Entre déforestation et aléas naturels, la Pachamama, Terre-Mère des peuples incas, s’est vue privée de son pouvoir d’abondance, pourtant source de vie pour les communautés indigènes. Malmenée depuis de nombreuses années, la « déesse-Terre » exhorte à de nouvelles pratiques pour se régénérer.
En réponse à cet appel, le gouvernement péruvien met en place dès 2015 un cadre institutionnel visant à lutter contre la déforestation, à conserver la forêt tropicale via la création de zones naturelles protégées et à adapter les forêts du pays au changement climatique. Le Serfor - Servicio Nacional Forestal y de Fauna Silvestre - est ainsi créé, dont la mission est de promouvoir la durabilité et la compétitivité du secteur forestier au profit de la population et de l’environnement.
Même si la situation s’améliore grâce à ces dispositifs, la stratégie nationale reste trop fragile devant les besoins et les intérêts économiques en jeu. En renfort du cadre d’action gouvernemental, le projet mené par Reforest’Action dans la région de San Martín participe à la restauration des écosystèmes forestiers et à la diversification des revenus des parties-prenantes locales.
L’agroforesterie : une double solution
Le projet développé par Reforest’Action en partenariat avec le Centre d’Innovation et de Gestion pour le Développement Durable (CIGDES) est mené de front dans trois provinces : Lamas, San Martín et El Dorado. Démarré pendant l’été 2021, il s’échelonnera sur trois ans. Les travaux consistent à installer des systèmes agroforestiers au sein des zones abandonnées, aux côtés des producteurs et des communautés autochtones. Le développement de l’agroforesterie aura pour effet de restaurer les anciennes parcelles forestières, et notamment l’état des sols, tout en générant des bénéfices socio-économiques supplémentaires.
En septembre dernier, soit plus d’un an après le début des plantations, un audit du projet a été conduit sur le terrain par notre Project Officer au Pérou, Juliet.

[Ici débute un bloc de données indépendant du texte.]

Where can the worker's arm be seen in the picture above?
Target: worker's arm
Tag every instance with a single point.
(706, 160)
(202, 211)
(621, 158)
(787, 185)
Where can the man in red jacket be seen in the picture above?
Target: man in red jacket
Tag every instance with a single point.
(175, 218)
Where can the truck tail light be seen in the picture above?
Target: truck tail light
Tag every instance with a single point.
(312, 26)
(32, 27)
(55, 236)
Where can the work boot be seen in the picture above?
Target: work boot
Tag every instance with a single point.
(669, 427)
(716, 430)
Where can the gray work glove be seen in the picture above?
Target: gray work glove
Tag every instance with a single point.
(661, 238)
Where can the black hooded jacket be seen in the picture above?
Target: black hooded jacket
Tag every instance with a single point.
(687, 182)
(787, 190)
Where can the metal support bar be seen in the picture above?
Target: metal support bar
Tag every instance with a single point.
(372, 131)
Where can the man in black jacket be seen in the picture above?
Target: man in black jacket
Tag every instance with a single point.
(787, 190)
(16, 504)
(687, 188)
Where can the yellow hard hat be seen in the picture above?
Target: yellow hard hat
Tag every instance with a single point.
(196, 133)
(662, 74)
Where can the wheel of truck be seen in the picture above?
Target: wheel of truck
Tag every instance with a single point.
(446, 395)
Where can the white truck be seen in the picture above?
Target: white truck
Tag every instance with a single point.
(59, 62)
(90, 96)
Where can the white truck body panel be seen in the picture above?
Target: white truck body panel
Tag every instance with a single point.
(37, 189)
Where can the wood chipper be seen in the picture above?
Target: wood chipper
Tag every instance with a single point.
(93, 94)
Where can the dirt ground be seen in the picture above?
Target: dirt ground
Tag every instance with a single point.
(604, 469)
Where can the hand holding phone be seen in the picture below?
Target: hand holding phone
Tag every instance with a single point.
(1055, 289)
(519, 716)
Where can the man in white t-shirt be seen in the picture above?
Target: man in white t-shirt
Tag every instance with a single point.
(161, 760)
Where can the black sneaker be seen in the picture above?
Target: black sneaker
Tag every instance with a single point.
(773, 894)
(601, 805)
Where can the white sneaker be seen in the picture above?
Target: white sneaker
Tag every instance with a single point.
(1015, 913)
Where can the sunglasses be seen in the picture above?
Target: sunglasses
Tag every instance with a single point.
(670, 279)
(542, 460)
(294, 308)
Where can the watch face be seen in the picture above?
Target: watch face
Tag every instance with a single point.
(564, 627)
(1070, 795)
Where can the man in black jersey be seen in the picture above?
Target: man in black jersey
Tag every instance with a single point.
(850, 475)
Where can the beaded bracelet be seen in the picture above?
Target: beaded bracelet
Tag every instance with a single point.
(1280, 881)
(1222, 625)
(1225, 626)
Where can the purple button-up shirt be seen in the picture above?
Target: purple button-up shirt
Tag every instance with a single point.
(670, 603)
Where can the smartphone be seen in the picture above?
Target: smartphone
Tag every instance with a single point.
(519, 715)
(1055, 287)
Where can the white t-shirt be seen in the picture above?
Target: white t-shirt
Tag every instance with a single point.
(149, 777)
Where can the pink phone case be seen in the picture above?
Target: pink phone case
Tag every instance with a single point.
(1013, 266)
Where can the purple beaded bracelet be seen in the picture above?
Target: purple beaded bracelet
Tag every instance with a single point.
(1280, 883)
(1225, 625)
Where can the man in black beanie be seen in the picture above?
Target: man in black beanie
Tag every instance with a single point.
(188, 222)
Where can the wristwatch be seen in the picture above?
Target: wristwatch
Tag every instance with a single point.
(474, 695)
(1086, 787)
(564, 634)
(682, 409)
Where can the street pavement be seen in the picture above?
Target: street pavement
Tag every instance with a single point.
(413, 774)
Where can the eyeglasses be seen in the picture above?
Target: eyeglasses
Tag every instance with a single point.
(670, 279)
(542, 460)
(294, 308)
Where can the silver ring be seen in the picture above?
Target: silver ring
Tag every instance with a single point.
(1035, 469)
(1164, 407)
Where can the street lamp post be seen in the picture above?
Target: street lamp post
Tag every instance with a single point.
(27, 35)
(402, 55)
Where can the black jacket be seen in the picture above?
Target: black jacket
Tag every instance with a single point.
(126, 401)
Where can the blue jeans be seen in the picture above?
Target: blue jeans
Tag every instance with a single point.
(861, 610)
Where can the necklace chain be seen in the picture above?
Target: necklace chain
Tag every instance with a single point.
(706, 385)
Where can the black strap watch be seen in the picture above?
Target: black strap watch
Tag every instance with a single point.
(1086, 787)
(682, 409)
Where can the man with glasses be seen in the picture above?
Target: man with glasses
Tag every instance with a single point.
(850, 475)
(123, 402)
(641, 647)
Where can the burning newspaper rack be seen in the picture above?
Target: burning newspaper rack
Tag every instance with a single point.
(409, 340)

Au total, 600 253 arbres de six essences différentes ont été plantés au cours de la première année du projet : des essences productives (hévéa, majambo et noyer maya) associées à des légumineuses arborées qui produisent des gousses remplies de pois. Les arbres affichent une croissance lente due à la mauvaise qualité des sols et aux longues périodes de sécheresse. Cependant, le taux de survie des plants, égal à 96%, est excellent et témoigne de la compatibilité des espèces aux conditions pédoclimatiques de la région.
À cette installation multi-étagée se sont ajoutées des cultures de maïs, de bananes, d’ananas et de papayes mises en place par les villageois, qui bénéficieront de la présence des essences financées par le projet pour se développer. Ainsi, le sol se rétablit petit à petit, rendant à ces zones abandonnées leur productivité d’antan et offrant aux populations de solides perspectives de récoltes et de revenus.
Une partie des arbres plantés en 2022 a été financée par l’institut Open Diplomacy, qui aide les citoyens à comprendre et à participer à la vie internationale.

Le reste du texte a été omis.